Member of the Arkansas House of Representatives from the 4th district
- In office 2013–2015
- Preceded by: Lane Jean
- Succeeded by: DeAnn Vaught

Personal details
- Born: 1956 (age 69–70) Stuttgart, Arkansas County Arkansas, US
- Party: Democratic
- Spouse: Steve Hawthorne
- Children: 2
- Alma mater: Texarkana College Ouachita Baptist University
- Occupation: Economic Development Officer

= Fonda Hawthorne =

American politician

Fonda F. Hawthorne (born 1956) is a former one-term member of the Arkansas House of Representatives. She represented the 4th district from 2013 to 2015 for the Democratic Party. She served on the Public Transportation, City County and Local Affairs, and Legislative Joint Auditing committees.

== Career ==
Prior to running for the Arkansas House of Representatives, Hawthorne was a member of the De Queen-Sevier County Chamber of Commerce.
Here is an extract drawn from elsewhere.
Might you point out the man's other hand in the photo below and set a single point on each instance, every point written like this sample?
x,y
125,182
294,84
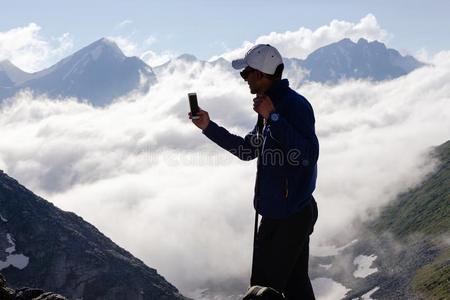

She ran for election for the 4th district of Arkansas in 2012, and served in the House of Representatives from 2013 to 2015 under the Democratic Party. She was defeated for reelection on November 4, 2014, by DeAnn Vaught, a Republican farmer from Horatio, Arkansas. Vaught won by a 59-41 margin in a general Republican sweep of Arkansas elections.

In 2019, Hawthorne was sentenced to four months in jail for embezzling money from the Ashdown-Little River County Chamber of Commerce to buy alcohol and tobacco, which she claimed was the result of alcoholism, which she went to rehab for.